The bride's floral wreath, worn in her hair, signifies maidenhood; its destruction, the end of girlhood. Like the bouquet it may be thrown, this time among the guests, and to secure a fragment means early marriage. In Switzerland it is set alight by the gelbefrau or mistress of ceremonies at the wedding, (presumably after the bride has removed it from my hair, so beware the over enthusiastic gelbefrau). Brisk burning is lucky; smouldering less so. (Beware of the smell of lighter fuel). The bride kneels in the 'ashes of maidenhood' and asks the company's blessing upon her marriage.

I presume that the insurance of wedding venues in Switzerland is somewhat different to that in the UK. Particularly extreme are the insurance requirements of local authority wedding venues, some of which are completely ridiculous. There is one local authority owned venue, not so far from where I live, that has introduced a new ruling. This ruling relates to jazz bands, ceilidh bands and pop bands, but also, probably unbeknown to them, also the string quartet. They state that the loudspeakers of the bands PA system mustn't produce any sound at a lower frequency than 100 hertz. I presume that this is because they're frightened of sound waves causing vibration damage to their ancient venue.

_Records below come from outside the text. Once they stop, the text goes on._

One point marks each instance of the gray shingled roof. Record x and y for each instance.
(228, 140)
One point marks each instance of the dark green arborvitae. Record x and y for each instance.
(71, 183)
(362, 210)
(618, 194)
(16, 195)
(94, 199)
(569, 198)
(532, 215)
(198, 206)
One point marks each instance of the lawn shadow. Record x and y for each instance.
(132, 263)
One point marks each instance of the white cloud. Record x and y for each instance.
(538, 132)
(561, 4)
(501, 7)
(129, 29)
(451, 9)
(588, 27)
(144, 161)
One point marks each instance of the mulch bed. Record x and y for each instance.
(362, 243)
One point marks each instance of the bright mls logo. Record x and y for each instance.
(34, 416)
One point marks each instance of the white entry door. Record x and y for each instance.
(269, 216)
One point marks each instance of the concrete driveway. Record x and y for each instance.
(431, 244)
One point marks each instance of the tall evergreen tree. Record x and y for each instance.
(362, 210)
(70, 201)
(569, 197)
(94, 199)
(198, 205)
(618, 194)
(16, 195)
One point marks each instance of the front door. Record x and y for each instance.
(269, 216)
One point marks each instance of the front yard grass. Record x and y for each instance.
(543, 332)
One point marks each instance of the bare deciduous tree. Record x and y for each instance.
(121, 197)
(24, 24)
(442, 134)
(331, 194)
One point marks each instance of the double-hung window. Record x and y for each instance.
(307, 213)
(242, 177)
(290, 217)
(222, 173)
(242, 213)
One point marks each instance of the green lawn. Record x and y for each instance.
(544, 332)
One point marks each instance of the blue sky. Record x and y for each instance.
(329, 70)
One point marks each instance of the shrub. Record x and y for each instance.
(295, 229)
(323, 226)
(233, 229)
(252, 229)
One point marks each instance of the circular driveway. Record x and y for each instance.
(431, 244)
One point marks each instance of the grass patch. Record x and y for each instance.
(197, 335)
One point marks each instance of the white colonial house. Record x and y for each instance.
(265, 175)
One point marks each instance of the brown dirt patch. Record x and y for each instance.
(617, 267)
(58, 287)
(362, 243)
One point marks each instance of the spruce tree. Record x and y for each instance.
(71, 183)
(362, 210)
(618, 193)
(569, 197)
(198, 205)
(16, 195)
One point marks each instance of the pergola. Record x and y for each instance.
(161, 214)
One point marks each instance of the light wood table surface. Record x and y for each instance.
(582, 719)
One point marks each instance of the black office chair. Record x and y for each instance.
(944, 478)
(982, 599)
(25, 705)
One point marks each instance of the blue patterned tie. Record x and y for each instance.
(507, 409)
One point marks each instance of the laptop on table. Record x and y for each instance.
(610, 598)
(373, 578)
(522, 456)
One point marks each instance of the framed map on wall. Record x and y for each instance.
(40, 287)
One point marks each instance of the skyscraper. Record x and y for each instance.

However they got it a bit wrong. The bottom note of a bass guitar and of a double bass, as used in an orchestra, is something like 45 Hz. Even the bottom note of a cello, as used in a string quartet, is it about 65 Hz. So this means that no music group of any kind that uses a bass instrument, can ever play at their venue. This is complete nonsense, because they regularly have string quartets, jazz bands and ceilidh bands at the venue. I've played there many times myself. I'm guessing that most bands just ignore this and say okay. The problem comes if there is some instant at the venue, possibly nothing to do with the band itself, but that gets the lawyers involved. Lawyers will typically search for anything that they can pin the blame on, they're looking for the softest target. If the bands PA system, or cellist of the string quartet, can be shown to have played a sound below hundred hertz, (which will certainly be the case. I don't know of any PA systems ever designed that would cut out sound below hundred hertz.) So the lawyers will have found their soft target, the musicians.

I suspect somebody got their decimal place wrong, either in miss copying, or out of ignorance. The number should have been 10 Hz, which is getting towards the resonant frequency of some architectural items". He would never thought that playing in a jazz band or a string quartet would involve dealing with such crazy things, but I suppose it keeps life interesting.